V Edición

Curso 2008 - 2009

Alejandro Quintana

La huida

Núria Martínez Labuiga, 16 años

                 Colegio Vilavella (Valencia)  

El agua estaba tibia y cristalina, como un paraíso creado por hombres.

Salió descansada de la enorme piscina del hotel, buscando su toalla entre las hamacas y las sombrillas blancas que simulaban pacíficas nubes en aquella terraza azul. Mientras se acomodaba en uno de los rincones, se sintió como una reina, rodeada de lujos innecesarios pero, a la vez, tan relajantes. El timbre de un móvil la sacó de sus pensamientos. Un huésped respondió a la llamada:

-Hola Maribel... ¿Qué te pasa...? ¿Yo...? Estoy en el hotel... No, no he visto a José desde hace unos días. ¿No estaba contigo...? –el hombre levantó exageradamente la voz-. ¡Qué...! ¿El barco también ha desaparecido...? No puede ser; él no haría algo así. Sigue llamándole y no te preocupes, lo encontraremos… Podremos volver a abrazarlo -se le quebró la voz-. Voy enseguida... No tardaré más de media hora.

El hombre salió corriendo mientras ella lo seguía con la mirada, hasta que se alejó.

Era extraño; creyó haber visto lágrimas detrás de las gafas de sol que ocultaba una terrible y dolorosa pena en aquel empresario.

***

José tenía la vista fija en la pequeña pantalla de cristal, que entonaba su canción favorita y lucía un parpadeante “Mamá llamando”. Con una media sonrisa lanzó el móvil al mar; ¡ya no le haría falta!

Desde la solitaria cubierta del barco de sus padres miró hacia la lejana orilla, que poco a poco se hacía borrosa. Dejaba en uno de aquellos apartamentos, seguramente el más grande y caro, su odiosa y ordenada habitación: los palos de golf, las estanterías repletas de libros de la facultad de Derecho, que jamás estudiaría, las fotos en las que aparecía él y aquellas en las que estaban sus padres, pero nunca una con los tres juntos. Se mordió el labio inferior y apretó los párpados pensando en ellos: tan ocupados, tan perfectos, tan afanados en darle todo menos la libertad que ahora estaba dispuesto a ganar a cualquier precio.
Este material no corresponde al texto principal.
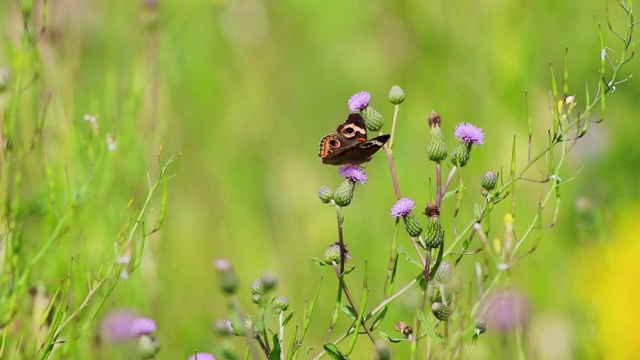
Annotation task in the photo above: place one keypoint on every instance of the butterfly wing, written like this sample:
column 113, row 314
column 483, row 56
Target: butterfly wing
column 356, row 154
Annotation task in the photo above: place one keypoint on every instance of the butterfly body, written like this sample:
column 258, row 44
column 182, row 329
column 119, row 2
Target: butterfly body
column 349, row 145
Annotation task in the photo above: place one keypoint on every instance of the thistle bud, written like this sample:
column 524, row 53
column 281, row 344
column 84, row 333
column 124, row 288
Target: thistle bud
column 440, row 311
column 489, row 180
column 344, row 193
column 325, row 194
column 412, row 224
column 436, row 146
column 396, row 95
column 468, row 135
column 434, row 234
column 461, row 155
column 480, row 326
column 372, row 118
column 148, row 347
column 269, row 281
column 281, row 303
column 444, row 273
column 257, row 287
column 332, row 254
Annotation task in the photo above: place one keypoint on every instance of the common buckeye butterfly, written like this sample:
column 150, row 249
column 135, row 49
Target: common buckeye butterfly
column 349, row 145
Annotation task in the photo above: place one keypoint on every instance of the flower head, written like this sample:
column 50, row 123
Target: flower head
column 122, row 325
column 359, row 101
column 202, row 356
column 353, row 173
column 402, row 207
column 469, row 134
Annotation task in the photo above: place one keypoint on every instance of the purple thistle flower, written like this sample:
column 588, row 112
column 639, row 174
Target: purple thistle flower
column 122, row 325
column 202, row 356
column 142, row 326
column 469, row 134
column 402, row 207
column 359, row 101
column 353, row 173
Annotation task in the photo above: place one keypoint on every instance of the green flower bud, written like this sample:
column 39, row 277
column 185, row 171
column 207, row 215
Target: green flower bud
column 226, row 274
column 489, row 180
column 257, row 287
column 148, row 346
column 402, row 327
column 372, row 118
column 281, row 303
column 332, row 254
column 325, row 194
column 269, row 281
column 480, row 326
column 436, row 146
column 412, row 224
column 223, row 327
column 444, row 273
column 440, row 311
column 396, row 95
column 256, row 298
column 344, row 193
column 434, row 234
column 461, row 154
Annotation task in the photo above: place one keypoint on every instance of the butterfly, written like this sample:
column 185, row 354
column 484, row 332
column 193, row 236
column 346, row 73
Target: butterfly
column 349, row 145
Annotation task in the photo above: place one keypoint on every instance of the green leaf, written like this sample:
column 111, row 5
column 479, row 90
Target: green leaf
column 402, row 251
column 275, row 352
column 379, row 318
column 449, row 193
column 286, row 320
column 346, row 272
column 423, row 320
column 318, row 261
column 385, row 335
column 477, row 211
column 333, row 351
column 349, row 311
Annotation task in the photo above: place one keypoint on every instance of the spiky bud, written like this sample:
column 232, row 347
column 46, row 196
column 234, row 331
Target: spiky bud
column 444, row 273
column 256, row 298
column 440, row 311
column 257, row 287
column 332, row 254
column 412, row 224
column 269, row 281
column 461, row 155
column 325, row 194
column 344, row 193
column 396, row 95
column 480, row 326
column 434, row 234
column 148, row 346
column 436, row 146
column 402, row 327
column 372, row 118
column 281, row 303
column 489, row 180
column 223, row 327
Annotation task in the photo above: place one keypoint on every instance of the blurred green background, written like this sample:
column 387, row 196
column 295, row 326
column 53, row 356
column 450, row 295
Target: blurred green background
column 245, row 89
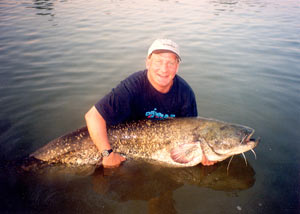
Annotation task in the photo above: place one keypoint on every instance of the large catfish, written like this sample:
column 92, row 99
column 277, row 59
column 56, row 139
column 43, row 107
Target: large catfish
column 177, row 142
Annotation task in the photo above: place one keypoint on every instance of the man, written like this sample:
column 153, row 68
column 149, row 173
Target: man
column 157, row 92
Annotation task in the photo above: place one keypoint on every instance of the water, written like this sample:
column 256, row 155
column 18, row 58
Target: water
column 57, row 58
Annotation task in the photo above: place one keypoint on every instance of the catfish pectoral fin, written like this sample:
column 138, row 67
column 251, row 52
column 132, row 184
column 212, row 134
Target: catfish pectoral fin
column 183, row 153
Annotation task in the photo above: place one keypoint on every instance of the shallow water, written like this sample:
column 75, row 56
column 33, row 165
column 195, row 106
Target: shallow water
column 57, row 58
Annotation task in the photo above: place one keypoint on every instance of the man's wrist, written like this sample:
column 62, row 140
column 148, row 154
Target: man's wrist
column 106, row 152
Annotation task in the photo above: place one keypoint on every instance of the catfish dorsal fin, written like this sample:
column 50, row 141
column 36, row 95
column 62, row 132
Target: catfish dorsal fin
column 183, row 153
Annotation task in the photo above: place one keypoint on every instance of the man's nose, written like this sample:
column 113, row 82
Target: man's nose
column 164, row 67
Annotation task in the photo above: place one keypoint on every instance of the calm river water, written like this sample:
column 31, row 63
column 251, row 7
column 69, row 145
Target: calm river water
column 241, row 57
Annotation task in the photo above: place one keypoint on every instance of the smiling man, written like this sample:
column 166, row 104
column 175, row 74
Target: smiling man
column 155, row 93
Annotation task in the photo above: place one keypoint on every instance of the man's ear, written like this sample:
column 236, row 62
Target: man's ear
column 148, row 62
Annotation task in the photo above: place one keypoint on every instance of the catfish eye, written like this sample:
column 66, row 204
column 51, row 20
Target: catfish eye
column 223, row 128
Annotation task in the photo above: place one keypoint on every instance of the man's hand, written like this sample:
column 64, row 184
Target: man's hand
column 207, row 162
column 113, row 160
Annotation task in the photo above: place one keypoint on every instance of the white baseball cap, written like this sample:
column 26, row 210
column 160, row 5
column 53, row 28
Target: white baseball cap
column 164, row 44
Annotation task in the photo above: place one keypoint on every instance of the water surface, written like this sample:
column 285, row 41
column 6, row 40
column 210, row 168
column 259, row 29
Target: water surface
column 57, row 58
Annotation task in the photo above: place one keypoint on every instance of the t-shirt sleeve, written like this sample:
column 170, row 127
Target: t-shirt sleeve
column 115, row 106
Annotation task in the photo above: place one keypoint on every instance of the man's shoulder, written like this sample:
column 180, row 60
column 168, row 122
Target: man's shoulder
column 135, row 82
column 137, row 76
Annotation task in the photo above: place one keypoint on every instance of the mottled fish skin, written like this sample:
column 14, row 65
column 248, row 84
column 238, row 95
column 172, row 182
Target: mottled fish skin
column 177, row 142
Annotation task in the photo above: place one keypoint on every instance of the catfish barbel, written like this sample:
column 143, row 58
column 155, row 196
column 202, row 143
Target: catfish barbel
column 176, row 142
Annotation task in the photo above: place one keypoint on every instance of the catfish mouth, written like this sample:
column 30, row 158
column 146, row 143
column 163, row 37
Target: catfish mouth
column 248, row 139
column 245, row 143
Se giró y observó el extenso océano, azul, abierto ante él con todas las posibilidades que podría encontrar al llegar a América. Estudiaría arte dramático, se haría actor de cine, tal vez sacaría un CD de música pop o escribiría un libro con el que ganaría millones de dólares que, seguro, donaría a las ONGs, saldría en las revistas del corazón, tendría fama, fiestas y, ante todo, el caótico futuro que siempre soñó y que su padre ya no podría impedir con sus consejos.

Poco a poco su sonrisa se fue apagando. Tal vez no sería tan fácil como pensó al principio. Alzó la vista al cielo. Se había dicho tantas veces que no echaría de menos a su familia... Pero sentía otra ausencia.

Agachó la cabeza, insatisfecho por no ser capaz de encontrar la respuesta y observó las palmas de sus manos, espejo del recorrido de su vida. Contenían el significado de todo lo que había pasado por alto. La respuesta estaba en él; se dio cuenta de que no le importaba perder dinero, pero sí perderse a sí mismo.

Con aquella huida nada volvería a ser igual: odiaría la responsabilidad, no tendría el compromiso de apoyar a sus amigos o de estrechar la mano a los colaboradores de su padre. Todo aquello que siempre había deseado enterrar, ahora comprendía que formaba parte de su ser. No podía sustituir aquel pedazo de su vida por la vanidad, la mentira y el rencor hacia su padre, que jamás quiso hacerle daño.

Dio un largo suspiro y volvió su mirada de nuevo hacia la costa. No era su entorno lo que le robaba la felicidad, sino la visión que tenía de sí mismo.

Lentamente se dirigió hacia la popa y cambió el rumbo 180º. Marcó un nuevo destino: su hogar.